Blog
With over 9.1 million weekly downloads, if you dabbled with Python programming you have probably already used Scipy. Scipy is an open source package that provides fundamental algorithms for scientific computing in Python. Open source means that the source code of the package is publicly available and anyone can contribute to the project.
EasyMedStat relies on open source code for core statistical functions as it guarantees that the algorithms used are transparent, have been
verified and validated for correctness through a rigorous peer review process and the results our users publish can be replicated.
During the development of a new statistical feature at EasyMedStat
we follow the latest academic standards and best practices, we look at various open source implementations of the published algorithms and validate the code for correctness, edge cases handling and performance.
Sometimes, we stumble upon implementations where improvements can be made and attempt to do it. In these cases we contribute our work back to the original package and discuss the merits of our proposed improvement with the project maintainer and the wider community. This ensures that our statistical core functions are not only validated internally but also by field experts.
During our work on the Wilcoxon signed-rank test, we noticed that the SciPy implementation limited the exact p-value estimation to cases where n < 25 and defaulted to a normal approximation for the other cases.
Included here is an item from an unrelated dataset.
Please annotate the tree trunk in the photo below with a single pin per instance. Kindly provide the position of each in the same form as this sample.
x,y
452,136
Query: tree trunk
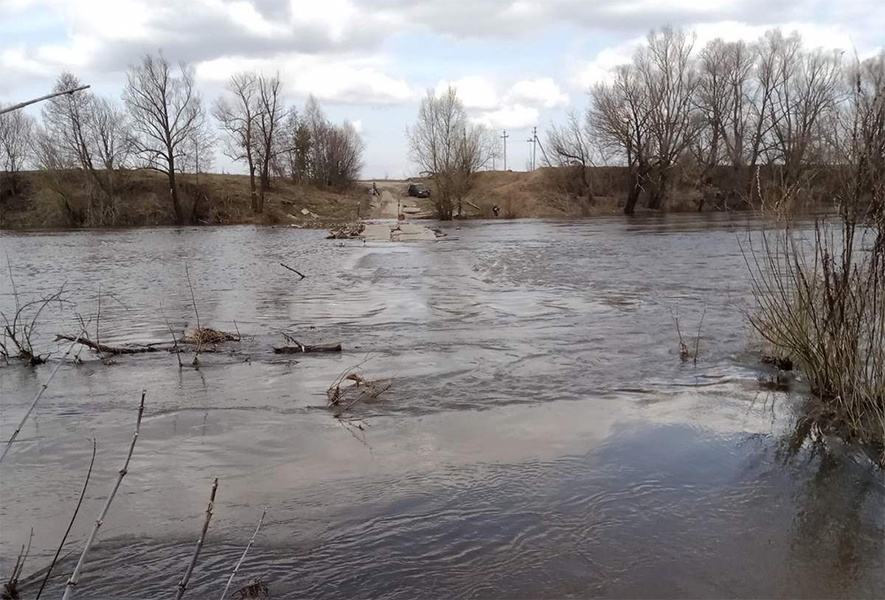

This was the case because computing exact p-values requires knowing the distribution of T (the test statistic) under the null hypothesis.
With no closed formula for this distribution, it required computing the distribution of T by considering all possibilities and computing 2^n sums. Since this was intractable for all but the smallest n, the original SciPy implementation cached the results in a precomputed table for n<25 that was shipped in the package.
We discovered that there was an efficient recursion that allowed us to compute the exact distribution of T much faster. This allowed EasyMedStat to offer exact p-values for this test up to n=500.
The Wilcoxon signed-rank test tests the null hypothesis that two related paired samples come from the same distribution. In particular, it tests whether the distribution of the differences x - y is symmetric about zero. It is a non-parametric version of the paired T-test.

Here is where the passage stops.